Featuring an Enigmatic Blue Tulip 
New England, ca. 1820 to 1830.

 Fine wool and cotton on linen, mounted for display. A tour de force of folk art created by a talented young woman artist. She was a meticulous needle worker, stitching remarkably-even raised loops, especially noticeable in the urn. Her design has a bursting of color and texture as she flanked the already over-flowing urn with bouquets of more flowers. In this period gardens of flowers were often an extravagance, so the bold representation of so many indicates optimism and abundance. Don’t miss the single blue tulip, positioned almost at the very center. Symbolism? Blue tulips (that did not naturally occur) are thought to have symbolized tranquility and peace, trust and loyalty. This artwork has survived in amazing condition with almost no wear, as it was created and intended as decoration, likely to cover the hearth-stone (as the hearth was unused in the summer months), not as an underfoot floor piece. Mounted dimensions of about 62 inches wide x 28 tall.
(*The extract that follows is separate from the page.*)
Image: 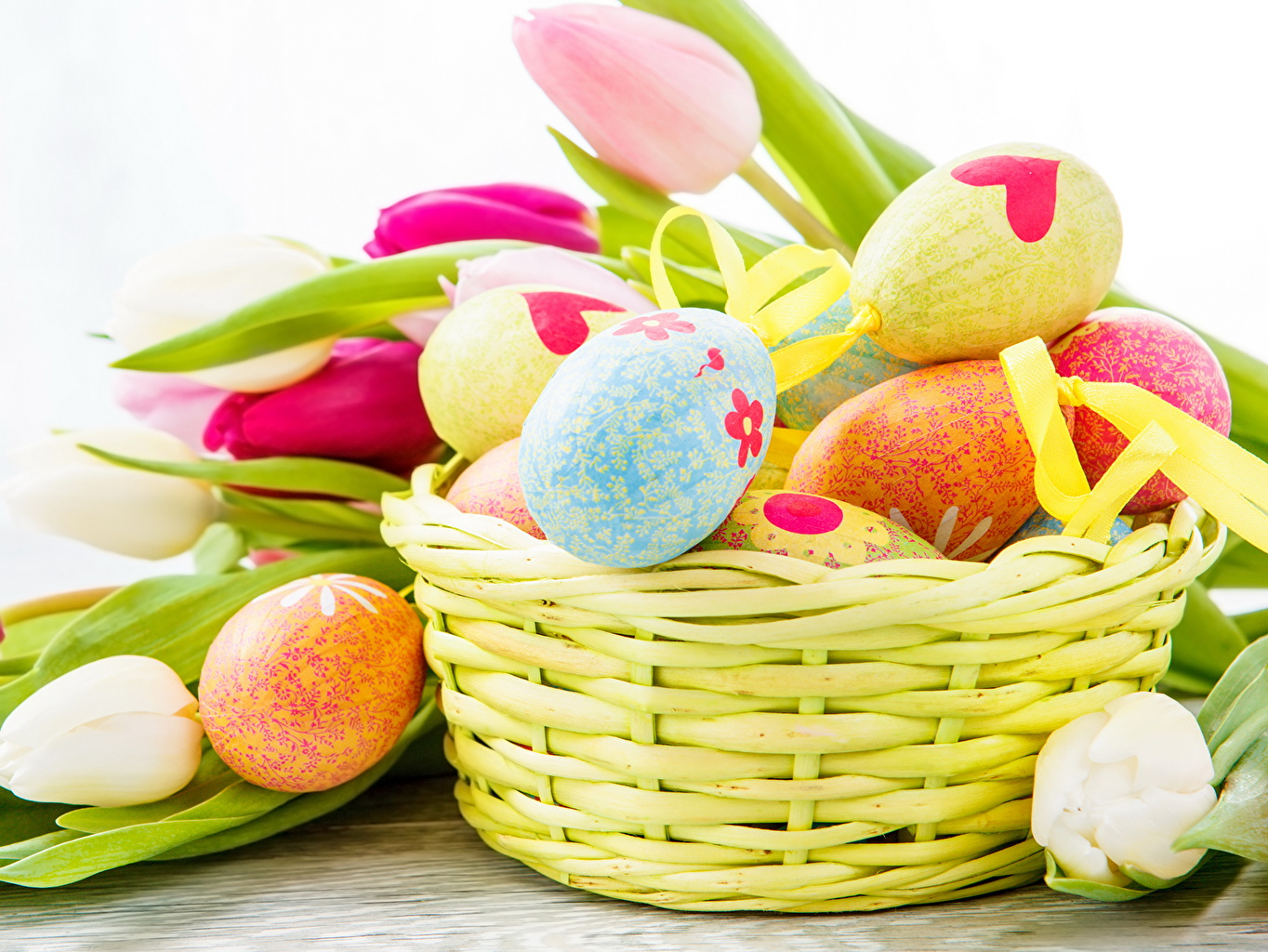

Pictured and discussed in AMERICAN SEWN RUGS, THEIR HISTORY WITH EXCEPTIONAL EXAMPLES, Jan Whitlock with Tracy Jamar, 2012, pages 4 and 70; LIGHT FROM THE PAST, Early American Rugs from the Collection of Ronnie Newman, page 25 as exhibited in the Kresge Foundation Gallery of the Ramapo College of New Jersey, 2004. Paraphrasing American Sewn Rugs: Hearth rugs were made by hand prior to the introduction of synthetic dyes and mass-produced patterns. Rug making was taught at female academies along the Eastern Seaboard to affluent young women (as were the finest samplers and silk embroideries). Yarn-Sewn Rugs of 1790-1830 are more closely related to needlework than floor coverings. Provenance: Prominent NJ collection. This remarkable art has witnessed two centuries of American history. It may be cherished in a fine period collection, or a focal point of an upscale contemporary setting.